Two questions about efficiency

Peter Otten __peter__ at web.de
Thu May 27 01:31:52 EDT 2004


Steve M wrote:

[two implementations of dictionary with default value]

> I am interested in his claim that the second version is less efficient
> unless the requested key is "almost never" in the dictionary. I would
> have thought that the overhead to do a key lookup is quite a bit less
> than the overhead required to create an exception object, so that the
> first version would be on average more efficient only if the requested
> key is in the dictionary, say, more than half the time.
> 
> Does the "key in dict" test internally raise an exception on failure,
> thus incurring at least the same overhead as the first version? Or is
> the overhead to raise an exception much less than I have naively
> supposed?

Thinking/believing is definitely the wrong approach here.

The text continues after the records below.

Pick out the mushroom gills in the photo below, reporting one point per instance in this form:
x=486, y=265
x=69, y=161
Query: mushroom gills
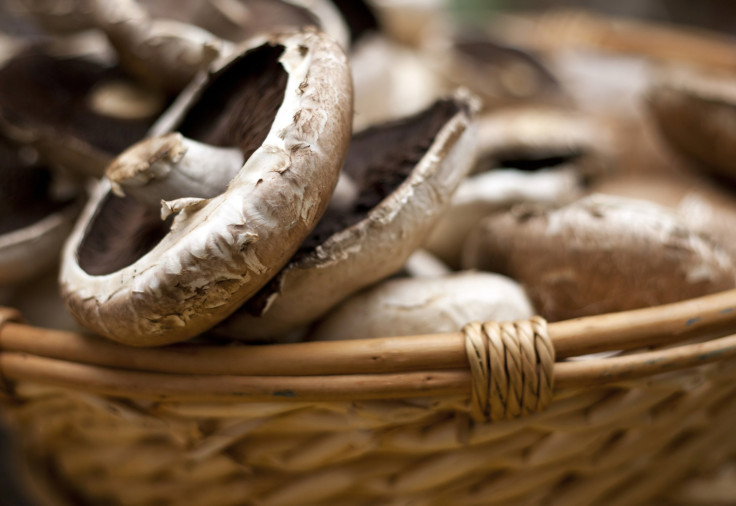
x=40, y=91
x=125, y=228
x=26, y=194
x=379, y=159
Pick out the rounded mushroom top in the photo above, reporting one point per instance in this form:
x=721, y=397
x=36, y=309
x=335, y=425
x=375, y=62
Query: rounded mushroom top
x=284, y=105
x=696, y=113
x=61, y=103
x=600, y=254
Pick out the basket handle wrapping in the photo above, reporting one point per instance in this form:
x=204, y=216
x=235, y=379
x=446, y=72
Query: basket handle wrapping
x=511, y=366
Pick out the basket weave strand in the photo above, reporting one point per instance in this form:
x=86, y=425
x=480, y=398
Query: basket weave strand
x=386, y=421
x=512, y=368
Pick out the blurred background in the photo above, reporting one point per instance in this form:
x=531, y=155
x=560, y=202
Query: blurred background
x=472, y=15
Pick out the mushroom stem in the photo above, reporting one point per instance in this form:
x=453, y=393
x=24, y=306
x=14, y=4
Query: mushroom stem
x=172, y=167
x=345, y=194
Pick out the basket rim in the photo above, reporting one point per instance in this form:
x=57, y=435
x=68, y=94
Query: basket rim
x=391, y=367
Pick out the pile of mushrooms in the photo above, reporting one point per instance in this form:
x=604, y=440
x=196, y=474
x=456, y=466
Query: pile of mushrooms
x=270, y=171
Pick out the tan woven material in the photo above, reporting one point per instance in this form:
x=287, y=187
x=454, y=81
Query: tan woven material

Python ships with
the nice little script timeit.py that let's you verify your assumptions.

<dicttime.py>
class DictBase(dict):
    def __init__(self, default, *args, **kw):
        dict.__init__(self, *args, **kw)
        self.default = default

class DictTry(DictBase):
    def __getitem__(self, key):
        try:
            return dict.__getitem__(self, key)
        except KeyError:
            return self.default

class DictIn(DictBase):
    def __getitem__(self, key):
        if key in self:
            return dict.__getitem__(self, key)
        else:
            return self.default

class DictGet(DictBase):
    def __getitem__(self, key):
        return self.get(key, self.default)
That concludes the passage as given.